Pourtant, la soirée paraît longue, très longue…
Il faut dire que la mise en scène d’Adele Thomas fait concurrence aux meilleurs somnifères ! Principalement axée sur des questions de domination amoureuse et sexuelle, ce travail passe largement à côté des autres sujets de l’opéra. Sans embrasser la richesse de Semele et avec un sérieux digne du plus barbant des prêches, cette production focalise sur le destin d’une gamine d’une petite ville d’aujourd’hui – décor d’Annemarie Woods et costumes d’Hannah Clark – en prise aux promesses d’un puissant lubrique d’une classe sociale supérieure et aux réactions violentes de l’entourage de ce dernier, entourage enclin à un socioracisme appuyé. L’idée ne manque pas de cohérence, mais elle est trop réductrice pour tenir sur la longueur et pour accueillir l’ensemble de la dramaturgie, malgré l’apport considérable de la chorégraphie d’Emma Woods qu’assiste Robin Gladwin. L’absence de toute sensualité, voire de charme, n’aide pas à comprendre une héroïne séduite quand rien de sexy le justifie, sauf si l’aisance économique possède quelque vertu aphrodisiaque et si la donzelle est habitée par un désir arriviste qui viendrait remplacer l’orgueil de l’originale. Why not ?... Bref, on attend que ça se passe.

C’est en se concentrant sur les voix qu’on trouve plus sûrement son plaisir, même si le style général du chant n’est pas vraiment händélien. Le grave riche de Clive Bayley est mis au service de Cadmus et de Somnus, ce dernier avantagé par le grand sens du théâtre de la basse anglaise bien connue [lire nos chroniques de La petite renarde rusée, Gloriana, Das Rheingold, Die Walküre, The rape of Lucretia, Billy Budd, Roméo et Juliette, Don Carlo, Œdipe, Peter Grimes à Paris et Hamlet]. La pureté de timbre d’Aryeh Nussbaum Cohen, haute-contre remarquable, met en valeur le rôle d’Athamas.
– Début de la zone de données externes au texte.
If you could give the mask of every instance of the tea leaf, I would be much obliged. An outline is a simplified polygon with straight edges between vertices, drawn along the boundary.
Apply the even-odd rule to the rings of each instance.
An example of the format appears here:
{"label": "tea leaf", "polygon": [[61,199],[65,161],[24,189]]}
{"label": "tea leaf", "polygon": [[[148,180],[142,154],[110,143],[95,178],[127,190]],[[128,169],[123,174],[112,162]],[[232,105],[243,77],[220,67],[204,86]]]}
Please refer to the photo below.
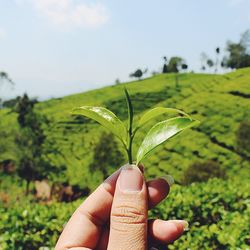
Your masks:
{"label": "tea leaf", "polygon": [[156,108],[150,109],[141,117],[141,119],[139,120],[138,127],[144,126],[151,119],[153,119],[159,115],[165,114],[165,113],[167,113],[167,114],[181,114],[181,115],[186,116],[189,119],[191,119],[188,114],[186,114],[185,112],[183,112],[179,109],[156,107]]}
{"label": "tea leaf", "polygon": [[126,128],[122,121],[110,110],[103,107],[82,106],[73,109],[72,114],[83,115],[97,121],[125,143]]}
{"label": "tea leaf", "polygon": [[124,92],[125,92],[127,106],[128,106],[128,130],[131,130],[131,133],[132,133],[134,110],[133,110],[133,105],[132,105],[129,93],[126,88],[124,88]]}
{"label": "tea leaf", "polygon": [[134,110],[133,105],[129,96],[129,93],[126,88],[124,88],[127,106],[128,106],[128,141],[126,151],[128,154],[129,164],[132,164],[132,142],[133,142],[133,118],[134,118]]}
{"label": "tea leaf", "polygon": [[186,117],[175,117],[155,124],[144,138],[137,152],[137,164],[157,146],[199,123]]}

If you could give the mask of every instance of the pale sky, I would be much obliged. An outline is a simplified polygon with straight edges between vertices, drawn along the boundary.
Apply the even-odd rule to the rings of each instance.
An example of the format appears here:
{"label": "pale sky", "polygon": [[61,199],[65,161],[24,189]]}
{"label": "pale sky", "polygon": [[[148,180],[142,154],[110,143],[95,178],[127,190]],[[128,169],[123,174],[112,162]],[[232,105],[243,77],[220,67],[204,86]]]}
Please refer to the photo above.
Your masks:
{"label": "pale sky", "polygon": [[16,83],[1,96],[99,88],[163,56],[198,71],[201,52],[249,28],[250,0],[0,0],[0,71]]}

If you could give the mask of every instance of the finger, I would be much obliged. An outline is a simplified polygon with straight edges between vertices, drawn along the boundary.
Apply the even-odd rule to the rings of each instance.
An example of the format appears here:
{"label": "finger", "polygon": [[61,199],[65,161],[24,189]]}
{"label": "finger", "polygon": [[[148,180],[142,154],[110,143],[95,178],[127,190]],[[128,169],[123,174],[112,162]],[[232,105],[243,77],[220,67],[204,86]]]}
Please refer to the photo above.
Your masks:
{"label": "finger", "polygon": [[[95,248],[101,234],[101,226],[110,216],[115,185],[121,169],[111,175],[75,211],[61,234],[56,249],[85,246]],[[169,192],[164,179],[148,182],[149,204],[155,206]]]}
{"label": "finger", "polygon": [[150,220],[148,230],[149,244],[170,244],[177,240],[185,230],[188,229],[188,223],[184,220]]}
{"label": "finger", "polygon": [[[170,244],[177,240],[188,229],[188,223],[184,220],[149,220],[148,244],[158,246]],[[109,228],[105,228],[98,243],[98,250],[107,249],[109,240]]]}
{"label": "finger", "polygon": [[74,212],[60,235],[55,249],[95,248],[101,227],[109,218],[120,169],[101,184]]}
{"label": "finger", "polygon": [[165,178],[159,178],[147,182],[148,196],[149,196],[149,208],[152,208],[159,204],[166,198],[169,193],[170,186],[174,183],[173,178],[169,175]]}
{"label": "finger", "polygon": [[123,168],[114,194],[108,249],[146,249],[148,191],[135,165]]}

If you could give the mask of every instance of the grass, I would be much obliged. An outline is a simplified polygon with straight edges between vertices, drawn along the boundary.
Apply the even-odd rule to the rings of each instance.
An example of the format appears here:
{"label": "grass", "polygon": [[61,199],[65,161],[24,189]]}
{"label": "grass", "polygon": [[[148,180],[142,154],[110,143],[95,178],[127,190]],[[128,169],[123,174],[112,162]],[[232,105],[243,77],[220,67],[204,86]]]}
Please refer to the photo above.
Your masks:
{"label": "grass", "polygon": [[[218,161],[232,178],[240,172],[244,174],[249,170],[249,161],[237,153],[235,133],[241,121],[250,119],[249,82],[249,68],[225,75],[180,74],[178,88],[175,75],[165,74],[38,103],[36,110],[49,119],[49,124],[45,124],[46,157],[59,169],[66,165],[71,184],[95,182],[86,176],[93,148],[104,130],[87,119],[76,119],[70,112],[82,105],[105,106],[124,120],[127,110],[123,87],[126,86],[135,106],[135,119],[148,108],[165,106],[182,109],[201,121],[198,128],[170,140],[163,150],[144,161],[148,177],[171,174],[178,182],[183,170],[196,160]],[[1,110],[0,129],[6,131],[7,136],[2,140],[9,144],[0,159],[7,156],[15,159],[16,114]],[[142,133],[138,136],[141,138]]]}

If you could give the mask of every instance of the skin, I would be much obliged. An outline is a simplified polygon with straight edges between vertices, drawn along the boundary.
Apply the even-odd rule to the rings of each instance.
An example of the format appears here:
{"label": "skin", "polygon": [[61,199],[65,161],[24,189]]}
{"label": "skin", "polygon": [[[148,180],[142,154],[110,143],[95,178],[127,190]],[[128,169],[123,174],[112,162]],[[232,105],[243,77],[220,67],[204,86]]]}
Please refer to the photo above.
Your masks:
{"label": "skin", "polygon": [[148,249],[173,243],[183,234],[185,221],[148,220],[148,209],[169,190],[165,179],[146,182],[137,167],[123,166],[77,208],[55,249]]}

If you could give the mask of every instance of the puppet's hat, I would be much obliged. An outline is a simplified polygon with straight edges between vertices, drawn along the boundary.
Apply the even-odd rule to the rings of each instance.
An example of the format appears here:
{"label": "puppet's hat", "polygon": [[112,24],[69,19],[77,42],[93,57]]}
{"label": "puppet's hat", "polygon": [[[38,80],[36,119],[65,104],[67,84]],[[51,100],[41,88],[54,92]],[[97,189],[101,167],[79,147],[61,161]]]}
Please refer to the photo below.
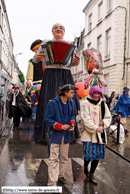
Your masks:
{"label": "puppet's hat", "polygon": [[39,49],[39,46],[40,46],[41,43],[42,43],[42,40],[40,40],[40,39],[35,40],[35,41],[31,44],[30,49],[31,49],[32,51],[34,51],[35,49]]}
{"label": "puppet's hat", "polygon": [[12,89],[13,88],[18,88],[19,89],[19,86],[17,84],[14,84],[14,83],[11,83],[12,84]]}

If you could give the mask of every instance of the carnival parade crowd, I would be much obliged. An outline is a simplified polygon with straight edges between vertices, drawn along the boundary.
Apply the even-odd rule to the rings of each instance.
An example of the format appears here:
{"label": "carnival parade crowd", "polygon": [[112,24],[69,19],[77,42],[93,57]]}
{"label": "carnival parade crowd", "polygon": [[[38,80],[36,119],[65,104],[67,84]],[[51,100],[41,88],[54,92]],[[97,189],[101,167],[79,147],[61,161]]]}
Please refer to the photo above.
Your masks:
{"label": "carnival parade crowd", "polygon": [[[129,132],[126,124],[126,118],[130,115],[129,88],[125,86],[120,96],[113,91],[108,97],[103,94],[100,85],[93,84],[89,87],[89,95],[82,102],[79,101],[78,87],[75,86],[70,70],[72,66],[79,64],[80,59],[75,51],[65,65],[61,62],[47,65],[46,52],[43,52],[44,45],[50,42],[52,45],[57,42],[64,44],[64,34],[65,27],[56,23],[52,27],[52,40],[37,39],[31,44],[30,49],[35,55],[28,63],[26,85],[27,90],[30,90],[39,84],[40,92],[24,98],[19,86],[12,84],[14,93],[10,100],[9,118],[13,117],[13,130],[16,130],[21,116],[24,119],[31,117],[33,109],[30,104],[36,108],[34,138],[36,143],[47,142],[48,145],[48,186],[57,186],[58,181],[67,183],[64,171],[68,161],[69,143],[78,138],[83,143],[84,174],[91,183],[97,185],[94,173],[99,160],[105,157],[106,129],[111,125],[112,118],[118,114],[118,110],[121,111],[120,120],[124,133]],[[71,45],[70,42],[67,44]],[[81,131],[76,122],[78,113]]]}

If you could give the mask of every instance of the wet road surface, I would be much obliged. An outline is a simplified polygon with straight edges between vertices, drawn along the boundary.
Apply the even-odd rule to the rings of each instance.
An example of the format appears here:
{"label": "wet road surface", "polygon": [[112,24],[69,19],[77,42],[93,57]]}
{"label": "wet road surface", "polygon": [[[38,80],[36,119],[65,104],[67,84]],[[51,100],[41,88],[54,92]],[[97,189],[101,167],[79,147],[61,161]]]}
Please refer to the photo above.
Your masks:
{"label": "wet road surface", "polygon": [[[48,180],[47,146],[33,140],[34,126],[22,123],[21,129],[12,131],[8,126],[0,139],[0,186],[46,186]],[[130,163],[106,149],[100,160],[95,177],[98,185],[89,183],[83,173],[83,146],[79,141],[70,145],[65,171],[67,184],[62,187],[66,194],[129,194]]]}

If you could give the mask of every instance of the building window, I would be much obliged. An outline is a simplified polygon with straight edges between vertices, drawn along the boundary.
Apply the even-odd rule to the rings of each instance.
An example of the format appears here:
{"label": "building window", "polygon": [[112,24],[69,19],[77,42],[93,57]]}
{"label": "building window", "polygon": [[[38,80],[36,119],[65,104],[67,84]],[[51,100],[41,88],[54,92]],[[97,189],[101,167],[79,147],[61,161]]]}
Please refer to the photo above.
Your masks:
{"label": "building window", "polygon": [[92,14],[89,15],[88,31],[92,30]]}
{"label": "building window", "polygon": [[88,49],[90,49],[91,48],[91,42],[88,44]]}
{"label": "building window", "polygon": [[106,32],[106,58],[110,57],[111,29]]}
{"label": "building window", "polygon": [[97,38],[97,50],[101,52],[102,36]]}
{"label": "building window", "polygon": [[112,0],[107,0],[107,13],[112,10]]}
{"label": "building window", "polygon": [[98,21],[102,19],[102,2],[98,6]]}

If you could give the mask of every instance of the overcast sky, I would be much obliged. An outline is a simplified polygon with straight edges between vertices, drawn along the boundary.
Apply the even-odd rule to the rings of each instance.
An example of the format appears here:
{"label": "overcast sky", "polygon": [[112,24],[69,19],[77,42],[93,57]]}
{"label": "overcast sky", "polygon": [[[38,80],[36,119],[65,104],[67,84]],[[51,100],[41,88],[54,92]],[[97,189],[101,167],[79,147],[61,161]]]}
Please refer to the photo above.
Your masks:
{"label": "overcast sky", "polygon": [[64,39],[73,41],[85,26],[84,7],[89,0],[5,0],[10,22],[14,55],[26,76],[28,61],[33,57],[31,43],[36,39],[51,39],[54,23],[65,26]]}

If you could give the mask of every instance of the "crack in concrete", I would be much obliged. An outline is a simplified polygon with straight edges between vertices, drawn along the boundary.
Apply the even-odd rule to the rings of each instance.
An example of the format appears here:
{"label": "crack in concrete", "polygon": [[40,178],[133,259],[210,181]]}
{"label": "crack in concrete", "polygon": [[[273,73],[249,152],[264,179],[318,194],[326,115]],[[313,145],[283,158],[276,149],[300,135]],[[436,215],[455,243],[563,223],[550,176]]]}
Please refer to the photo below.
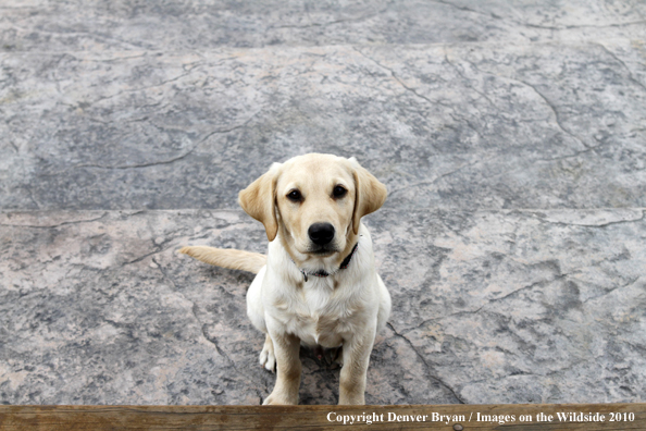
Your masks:
{"label": "crack in concrete", "polygon": [[[177,287],[177,284],[175,284],[175,281],[174,281],[174,280],[173,280],[173,279],[172,279],[172,278],[171,278],[171,276],[170,276],[170,275],[166,273],[166,271],[164,271],[164,269],[163,269],[163,268],[162,268],[162,266],[161,266],[161,264],[160,264],[160,263],[157,261],[157,259],[152,258],[152,261],[154,262],[154,264],[156,264],[157,269],[159,269],[159,271],[162,273],[163,278],[164,278],[164,279],[166,279],[167,281],[170,281],[170,282],[171,282],[171,284],[173,285],[173,287],[175,287],[174,292],[175,292],[176,294],[178,294],[179,296],[182,296],[182,297],[183,297],[183,298],[184,298],[186,301],[188,301],[188,303],[190,303],[190,304],[191,304],[191,307],[190,307],[190,312],[192,313],[192,317],[194,317],[194,318],[195,318],[195,320],[197,321],[198,325],[200,327],[200,333],[201,333],[201,335],[204,337],[204,340],[206,340],[207,342],[211,343],[211,344],[212,344],[212,345],[215,347],[215,350],[218,352],[218,354],[219,354],[221,357],[225,358],[225,359],[226,359],[226,360],[227,360],[227,361],[228,361],[228,362],[229,362],[229,364],[233,366],[233,368],[234,368],[234,369],[237,371],[237,368],[236,368],[236,365],[235,365],[234,360],[233,360],[233,359],[231,359],[231,358],[228,357],[228,355],[226,354],[226,352],[224,352],[224,350],[223,350],[223,349],[222,349],[222,348],[221,348],[221,347],[218,345],[218,341],[216,341],[216,338],[215,338],[215,337],[211,337],[211,336],[209,336],[209,333],[208,333],[208,331],[207,331],[207,325],[208,325],[208,323],[202,323],[202,321],[201,321],[201,320],[198,318],[198,315],[197,315],[198,305],[197,305],[197,303],[194,303],[192,300],[188,299],[188,298],[186,297],[186,295],[184,295],[184,294],[183,294],[183,293],[179,291],[179,288]],[[212,338],[213,338],[213,340],[212,340]]]}
{"label": "crack in concrete", "polygon": [[545,102],[545,104],[547,104],[547,107],[549,107],[549,109],[551,110],[551,112],[552,112],[552,114],[555,116],[555,122],[556,122],[557,126],[564,134],[567,134],[568,136],[572,137],[574,140],[576,140],[579,144],[581,144],[585,149],[594,149],[594,148],[596,148],[596,147],[591,147],[591,146],[586,145],[583,141],[583,139],[581,139],[579,136],[574,135],[572,132],[570,132],[566,127],[563,127],[563,125],[561,124],[561,120],[560,120],[560,116],[559,116],[559,113],[558,113],[558,110],[556,109],[556,107],[549,101],[549,99],[547,97],[545,97],[545,95],[543,95],[541,91],[538,91],[538,89],[534,85],[532,85],[532,84],[530,84],[527,82],[518,79],[518,78],[510,77],[510,76],[502,76],[502,75],[497,75],[497,74],[492,73],[492,72],[483,71],[482,69],[480,69],[479,66],[476,66],[474,63],[472,63],[472,62],[470,62],[468,60],[465,60],[465,61],[469,64],[471,64],[471,66],[473,66],[473,69],[475,69],[480,73],[483,73],[483,74],[486,74],[486,75],[496,76],[496,77],[500,77],[500,78],[508,79],[508,81],[513,81],[515,83],[522,84],[525,87],[531,88],[538,97],[541,97],[541,99],[543,99],[543,101]]}
{"label": "crack in concrete", "polygon": [[630,287],[630,286],[632,286],[633,284],[637,283],[637,282],[639,281],[639,279],[642,279],[642,276],[641,276],[641,275],[636,276],[635,279],[632,279],[631,281],[629,281],[629,282],[628,282],[626,284],[624,284],[624,285],[617,286],[617,287],[612,287],[611,290],[609,290],[609,291],[606,291],[606,292],[605,292],[605,293],[602,293],[601,295],[597,295],[597,296],[589,297],[589,298],[585,299],[584,301],[582,301],[581,304],[586,304],[586,303],[588,303],[588,301],[591,301],[591,300],[598,299],[598,298],[602,298],[604,296],[610,295],[610,294],[611,294],[612,292],[614,292],[614,291],[619,291],[619,290],[622,290],[622,288],[625,288],[625,287]]}
{"label": "crack in concrete", "polygon": [[639,21],[631,21],[628,23],[614,23],[614,24],[606,24],[606,25],[594,25],[594,24],[582,24],[582,25],[564,25],[564,26],[554,26],[554,25],[541,25],[541,24],[532,24],[532,23],[523,23],[521,21],[514,20],[512,17],[504,17],[500,15],[495,14],[494,12],[490,13],[485,13],[485,12],[481,12],[477,11],[475,9],[471,9],[468,7],[461,7],[458,4],[454,4],[449,1],[446,0],[432,0],[435,3],[439,3],[439,4],[445,4],[451,8],[455,8],[459,11],[464,11],[464,12],[471,12],[471,13],[475,13],[479,15],[483,15],[483,16],[487,16],[487,17],[493,17],[495,20],[499,20],[499,21],[509,21],[515,25],[520,25],[523,27],[530,27],[530,28],[538,28],[538,29],[547,29],[547,30],[567,30],[567,29],[579,29],[579,28],[621,28],[621,27],[626,27],[626,26],[631,26],[631,25],[642,25],[642,24],[646,24],[646,21],[644,20],[639,20]]}
{"label": "crack in concrete", "polygon": [[[490,159],[486,159],[486,160],[484,160],[484,161],[486,162],[486,161],[488,161],[488,160],[490,160]],[[390,190],[390,192],[388,192],[388,196],[390,196],[390,197],[392,197],[393,195],[395,195],[395,194],[397,194],[397,193],[405,192],[405,190],[408,190],[408,189],[410,189],[410,188],[413,188],[413,187],[419,187],[419,186],[423,186],[423,185],[431,185],[431,184],[435,184],[436,182],[438,182],[439,180],[442,180],[442,178],[444,178],[444,177],[450,176],[450,175],[452,175],[452,174],[455,174],[455,173],[457,173],[457,172],[460,172],[460,171],[461,171],[461,170],[463,170],[464,168],[470,168],[470,167],[473,167],[473,165],[475,165],[475,164],[477,164],[477,163],[480,163],[480,162],[482,162],[482,161],[483,161],[483,160],[476,160],[476,161],[474,161],[474,162],[471,162],[471,163],[464,163],[464,164],[462,164],[461,167],[459,167],[459,168],[457,168],[457,169],[455,169],[455,170],[452,170],[452,171],[449,171],[449,172],[447,172],[447,173],[444,173],[444,174],[442,174],[442,175],[438,175],[438,176],[434,177],[433,180],[427,180],[427,181],[420,181],[420,182],[417,182],[417,183],[407,184],[407,185],[406,185],[406,186],[403,186],[403,187],[396,188],[396,189],[394,189],[394,190]]]}
{"label": "crack in concrete", "polygon": [[183,160],[183,159],[187,158],[188,156],[190,156],[202,143],[204,143],[211,136],[224,135],[224,134],[234,132],[238,128],[243,128],[243,127],[247,126],[251,122],[251,120],[253,120],[256,116],[258,116],[258,114],[261,111],[251,115],[243,124],[238,124],[238,125],[229,127],[229,128],[222,128],[222,130],[216,130],[216,131],[210,132],[202,139],[200,139],[197,144],[195,144],[188,151],[186,151],[185,153],[183,153],[181,156],[169,159],[169,160],[161,160],[161,161],[147,162],[147,163],[140,163],[140,164],[127,164],[127,165],[122,165],[122,167],[105,167],[105,165],[101,165],[101,164],[76,164],[76,165],[72,167],[72,169],[90,168],[90,169],[105,169],[105,170],[126,170],[126,169],[151,168],[151,167],[158,167],[158,165],[162,165],[162,164],[175,163],[176,161]]}
{"label": "crack in concrete", "polygon": [[593,45],[599,46],[601,47],[601,49],[604,51],[606,51],[610,57],[612,57],[612,59],[614,59],[614,61],[617,61],[619,64],[621,64],[623,66],[623,69],[625,69],[625,71],[629,74],[629,79],[632,81],[633,83],[637,84],[639,87],[644,88],[646,90],[646,85],[644,85],[642,82],[637,81],[635,78],[635,76],[633,75],[633,72],[629,69],[628,64],[625,64],[625,62],[623,60],[621,60],[619,57],[617,57],[617,54],[612,51],[610,51],[604,44],[598,42],[598,41],[593,41]]}
{"label": "crack in concrete", "polygon": [[[448,57],[448,51],[446,49],[446,46],[443,46],[443,50],[444,50],[444,60],[458,73],[458,75],[460,75],[460,77],[469,83],[471,83],[472,79],[468,78],[462,71],[460,71],[460,69],[449,59]],[[471,63],[469,63],[471,64]],[[473,91],[477,93],[480,96],[482,96],[483,98],[485,98],[486,101],[489,102],[489,104],[496,109],[498,109],[498,107],[496,106],[496,103],[494,103],[494,101],[492,99],[489,99],[489,97],[480,91],[479,89],[476,89],[475,87],[473,87],[471,84],[469,84],[469,88],[472,89]]]}
{"label": "crack in concrete", "polygon": [[383,65],[382,63],[380,63],[378,61],[376,61],[375,59],[373,59],[372,57],[363,53],[360,49],[358,49],[357,47],[352,47],[352,49],[355,51],[357,51],[360,56],[364,57],[365,59],[372,61],[373,63],[375,63],[376,65],[378,65],[382,69],[385,69],[386,71],[390,72],[390,76],[393,77],[393,79],[395,79],[401,87],[403,87],[407,91],[412,93],[413,95],[415,95],[418,98],[423,99],[425,101],[427,101],[428,103],[431,103],[432,106],[435,104],[439,104],[443,106],[445,108],[450,109],[451,111],[454,111],[452,107],[447,106],[446,103],[443,103],[438,100],[431,100],[430,98],[427,98],[424,95],[419,94],[414,88],[409,87],[408,85],[403,84],[403,82],[397,76],[397,74],[395,73],[394,70],[392,70],[390,67],[387,67],[385,65]]}
{"label": "crack in concrete", "polygon": [[306,24],[306,25],[278,25],[278,26],[272,26],[269,27],[265,30],[265,35],[266,33],[273,30],[273,29],[284,29],[284,28],[297,28],[297,29],[305,29],[305,28],[312,28],[312,27],[327,27],[330,25],[335,25],[335,24],[343,24],[343,23],[351,23],[351,22],[361,22],[361,21],[367,21],[370,19],[373,19],[384,12],[386,12],[388,10],[388,8],[384,8],[381,11],[374,12],[372,14],[368,14],[368,15],[363,15],[363,16],[359,16],[356,19],[345,19],[345,20],[335,20],[335,21],[330,21],[327,23],[312,23],[312,24]]}
{"label": "crack in concrete", "polygon": [[546,220],[546,219],[543,219],[539,217],[536,217],[536,219],[544,223],[558,224],[558,225],[562,225],[562,226],[607,227],[607,226],[610,226],[613,224],[626,224],[626,223],[635,223],[635,222],[643,221],[646,218],[646,210],[643,209],[641,211],[642,211],[642,217],[639,217],[638,219],[617,220],[617,221],[610,221],[610,222],[601,223],[601,224],[568,223],[568,222],[562,222],[562,221]]}
{"label": "crack in concrete", "polygon": [[50,225],[37,225],[37,224],[10,224],[10,223],[0,223],[0,226],[7,226],[7,227],[29,227],[29,229],[55,229],[55,227],[60,227],[60,226],[65,226],[69,224],[79,224],[79,223],[91,223],[95,221],[99,221],[101,219],[104,219],[105,217],[109,216],[109,212],[104,212],[101,217],[98,217],[96,219],[88,219],[88,220],[73,220],[73,221],[66,221],[66,222],[62,222],[59,224],[50,224]]}
{"label": "crack in concrete", "polygon": [[424,358],[424,356],[422,354],[420,354],[418,352],[418,349],[415,348],[415,346],[412,344],[412,342],[410,340],[408,340],[405,335],[400,334],[399,332],[397,332],[397,330],[395,330],[395,327],[393,327],[393,324],[390,322],[386,323],[388,325],[388,328],[390,328],[390,330],[395,333],[395,335],[397,335],[398,337],[402,338],[409,346],[410,348],[412,348],[412,350],[415,353],[415,355],[418,356],[418,358],[420,358],[420,360],[424,364],[425,368],[426,368],[426,372],[428,373],[428,377],[431,377],[433,380],[435,380],[437,383],[439,383],[439,385],[442,387],[445,387],[446,390],[448,390],[451,395],[460,403],[460,404],[467,404],[457,393],[456,391],[449,386],[448,384],[446,384],[444,381],[442,381],[439,378],[435,377],[432,371],[431,371],[431,366],[428,365],[428,362],[426,362],[426,358]]}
L’intensité du chant du mezzo Stephanie Wake-Edwards campe une Ino forte et attachante, au contraire de l’Iris ridicule, tout simplement, du sopraniste à peine audible de Samuel Mariño qui ne possède ni voix ni technique ni musicalité ni… rien, quoi [lire notre chronique de Silla] ! On lui préfère, et de beaucoup, la Junon furieuse de Jennifer Johnston dont la vocalité généreuse déménage [lire nos chroniques de Gawain, Il trittico et Peter Grimes à Munich].

Enfin, le couple-vedette est pour beaucoup dans le succès de l’entreprise. En Jupiter, on retrouve l’excellentissime Stuart Jackson qui tenait déjà le rôle à Lille (voir plus haut). La séduction du timbre et l’agilité du ténor, quasi coloratura, font merveille, mais plus encore, c’est l’art de la nuance qui amène le bonheur de tous [lire nos chroniques de Zaide, Johannes-Passion, La divisione del mondo, La fiancée vendue et Brockes-Passion] – franchement, ce costume de citron laqué était-il vraiment indispensable ?... Le rôle-titre revient au jeune soprano nord-américain Joélle Harvey dont la légèreté et la douceur sont des atouts.

Au revoir, Glyndebourne, où deux spectacles de l’édition 2023 furent grandioses [lire nos chroniques de Dialogues des carmélites et d’A midsummer night’s dream] – see you next year!